Pattern of hair cell loss and delayed peripheral neuron degeneration in inner ear by a high-dose intratympanic gentamicin

To gain insights into the ototoxic effects of aminoglycoside antibiotics (AmAn) and delayed peripheral ganglion neuron death in the inner ear, experimental animal models were widely used with several different approaches including AmAn systemic injections, combination treatment of AmAn and diuretics, or local application of AmAn. In these approaches, systemic AmAn treatment alone usually causes incomplete damage to hair cells in the inner ear. Co-administration of diuretic and AmAn can completely destroy the cochlear hair cells, but it is impossible to damage the vestibular system. Only the approach of AmAn local application can selectively eliminate most sensory hair cells in the inner ear.

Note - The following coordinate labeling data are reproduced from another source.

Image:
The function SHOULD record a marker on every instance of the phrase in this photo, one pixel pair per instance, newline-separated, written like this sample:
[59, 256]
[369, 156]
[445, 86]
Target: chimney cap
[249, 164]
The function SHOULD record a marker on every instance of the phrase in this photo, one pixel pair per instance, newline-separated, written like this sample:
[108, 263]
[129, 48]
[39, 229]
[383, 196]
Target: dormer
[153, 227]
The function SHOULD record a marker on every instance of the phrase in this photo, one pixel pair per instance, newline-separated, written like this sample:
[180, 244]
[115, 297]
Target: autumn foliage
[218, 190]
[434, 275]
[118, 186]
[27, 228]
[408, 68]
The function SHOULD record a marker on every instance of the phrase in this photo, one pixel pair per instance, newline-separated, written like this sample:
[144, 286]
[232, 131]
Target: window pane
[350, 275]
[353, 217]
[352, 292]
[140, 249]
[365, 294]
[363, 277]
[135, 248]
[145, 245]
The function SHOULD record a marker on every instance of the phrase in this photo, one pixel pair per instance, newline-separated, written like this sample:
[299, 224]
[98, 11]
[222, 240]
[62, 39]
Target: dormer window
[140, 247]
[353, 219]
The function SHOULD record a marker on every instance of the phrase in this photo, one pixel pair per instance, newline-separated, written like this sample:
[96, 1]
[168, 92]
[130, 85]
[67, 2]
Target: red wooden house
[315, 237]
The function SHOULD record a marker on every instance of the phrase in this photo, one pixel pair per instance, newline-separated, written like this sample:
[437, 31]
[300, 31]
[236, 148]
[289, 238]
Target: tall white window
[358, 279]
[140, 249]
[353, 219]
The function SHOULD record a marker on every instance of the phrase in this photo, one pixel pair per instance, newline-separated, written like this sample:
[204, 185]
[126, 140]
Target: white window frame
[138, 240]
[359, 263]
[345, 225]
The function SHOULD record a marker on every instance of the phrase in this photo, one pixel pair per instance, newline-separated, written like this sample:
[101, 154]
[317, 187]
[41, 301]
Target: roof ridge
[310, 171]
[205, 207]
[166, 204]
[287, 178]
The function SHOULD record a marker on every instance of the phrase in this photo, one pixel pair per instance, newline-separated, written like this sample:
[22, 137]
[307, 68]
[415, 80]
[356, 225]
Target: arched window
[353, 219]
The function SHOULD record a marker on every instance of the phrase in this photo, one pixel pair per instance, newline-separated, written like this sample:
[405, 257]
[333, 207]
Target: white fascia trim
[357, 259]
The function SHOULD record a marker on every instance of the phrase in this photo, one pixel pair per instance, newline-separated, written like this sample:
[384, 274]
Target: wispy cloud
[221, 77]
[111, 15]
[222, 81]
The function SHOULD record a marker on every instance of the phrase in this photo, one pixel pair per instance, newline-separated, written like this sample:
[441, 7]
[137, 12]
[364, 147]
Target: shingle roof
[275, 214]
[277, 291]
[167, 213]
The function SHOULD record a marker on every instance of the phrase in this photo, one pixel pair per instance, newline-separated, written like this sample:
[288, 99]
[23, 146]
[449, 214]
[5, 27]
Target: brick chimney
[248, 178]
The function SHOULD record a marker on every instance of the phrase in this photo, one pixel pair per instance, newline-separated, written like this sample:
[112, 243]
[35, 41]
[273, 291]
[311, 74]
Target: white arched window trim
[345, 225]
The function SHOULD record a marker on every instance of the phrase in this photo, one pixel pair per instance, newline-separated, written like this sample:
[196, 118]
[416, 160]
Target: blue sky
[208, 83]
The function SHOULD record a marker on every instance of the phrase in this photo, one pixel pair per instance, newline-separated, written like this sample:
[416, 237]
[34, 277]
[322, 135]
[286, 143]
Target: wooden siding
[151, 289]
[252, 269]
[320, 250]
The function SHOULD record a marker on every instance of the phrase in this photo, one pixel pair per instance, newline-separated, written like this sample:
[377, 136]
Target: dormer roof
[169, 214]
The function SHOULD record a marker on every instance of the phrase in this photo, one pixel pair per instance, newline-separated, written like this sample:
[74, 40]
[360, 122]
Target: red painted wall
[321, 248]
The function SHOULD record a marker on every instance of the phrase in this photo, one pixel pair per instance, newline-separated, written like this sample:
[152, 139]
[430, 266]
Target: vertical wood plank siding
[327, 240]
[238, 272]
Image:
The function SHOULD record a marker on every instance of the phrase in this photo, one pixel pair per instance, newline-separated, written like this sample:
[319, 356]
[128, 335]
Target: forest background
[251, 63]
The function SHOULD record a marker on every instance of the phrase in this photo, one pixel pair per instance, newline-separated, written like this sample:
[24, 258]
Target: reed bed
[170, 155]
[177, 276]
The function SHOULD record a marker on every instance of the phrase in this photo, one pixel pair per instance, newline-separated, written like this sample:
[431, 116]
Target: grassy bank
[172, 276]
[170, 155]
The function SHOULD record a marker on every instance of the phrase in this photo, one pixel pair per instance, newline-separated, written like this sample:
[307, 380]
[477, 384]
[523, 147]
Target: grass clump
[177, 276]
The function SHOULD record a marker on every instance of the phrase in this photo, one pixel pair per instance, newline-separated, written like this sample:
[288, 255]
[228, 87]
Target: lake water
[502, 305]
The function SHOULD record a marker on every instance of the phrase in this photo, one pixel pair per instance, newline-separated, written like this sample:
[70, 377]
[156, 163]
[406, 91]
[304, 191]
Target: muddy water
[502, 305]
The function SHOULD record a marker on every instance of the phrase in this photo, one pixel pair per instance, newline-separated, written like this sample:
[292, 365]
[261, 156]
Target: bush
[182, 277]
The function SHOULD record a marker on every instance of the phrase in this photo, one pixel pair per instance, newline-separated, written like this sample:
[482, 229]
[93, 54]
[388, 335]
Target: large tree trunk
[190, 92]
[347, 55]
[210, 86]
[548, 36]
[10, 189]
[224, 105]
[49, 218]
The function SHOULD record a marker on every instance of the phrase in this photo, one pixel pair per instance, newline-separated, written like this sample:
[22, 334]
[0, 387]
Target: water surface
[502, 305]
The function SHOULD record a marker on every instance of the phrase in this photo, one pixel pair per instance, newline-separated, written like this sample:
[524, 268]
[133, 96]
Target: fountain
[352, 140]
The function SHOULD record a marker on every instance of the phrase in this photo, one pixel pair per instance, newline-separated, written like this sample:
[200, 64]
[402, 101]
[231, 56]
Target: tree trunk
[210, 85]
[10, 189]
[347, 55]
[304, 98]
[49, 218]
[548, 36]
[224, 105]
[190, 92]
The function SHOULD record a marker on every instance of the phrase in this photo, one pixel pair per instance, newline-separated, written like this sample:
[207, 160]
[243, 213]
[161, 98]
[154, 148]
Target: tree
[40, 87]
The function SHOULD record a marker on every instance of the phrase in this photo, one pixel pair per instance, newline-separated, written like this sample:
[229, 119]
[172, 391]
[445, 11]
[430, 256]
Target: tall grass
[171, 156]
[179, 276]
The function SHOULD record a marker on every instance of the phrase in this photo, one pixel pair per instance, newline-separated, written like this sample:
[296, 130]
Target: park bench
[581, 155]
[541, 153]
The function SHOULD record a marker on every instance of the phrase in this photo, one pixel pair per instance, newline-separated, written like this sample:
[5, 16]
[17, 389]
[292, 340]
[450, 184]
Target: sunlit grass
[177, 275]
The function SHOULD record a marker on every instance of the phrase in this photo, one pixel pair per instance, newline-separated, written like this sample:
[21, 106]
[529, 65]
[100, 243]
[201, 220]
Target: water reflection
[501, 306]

Therefore, AmAn local application is more suitable for studies for complete hair cell destructions in cochlear and vestibular system and the following delayed peripheral ganglion neuron death. In current studies, guinea pigs were unilaterally treated with a high concentration of gentamicin (GM, 40 mg/ml) through the tympanic membrane into the middle ear cavity. Auditory functions and vestibular functions were measured before and after GM treatment. The loss of hair cells and delayed degeneration of ganglion neurons in both cochlear and vestibular system were quantified 30 days or 60 days after treatment. The results showed that both auditory and vestibular functions were completely abolished after GM treatment. The sensory hair cells were totally missing in the cochlea, and severely destroyed in vestibular end-organs. The delayed spiral ganglion neuron death 60 days after the deafening procedure was over 50%. However, no obvious pathological changes were observed in vestibular ganglion neurons 60 days post-treatment. These results indicated that a high concentration of gentamycin delivered to the middle ear cavity can destroy most sensory hair cells in the inner ear that subsequently causes the delayed spiral ganglion neuron degeneration. This model might be useful for studies of hair cell regenerations, delayed degeneration of peripheral auditory neurons, and/or vestibular compensation. In addition, a potential problem of ABR recording for unilateral deafness and issues about vestibular compensation are also discussed.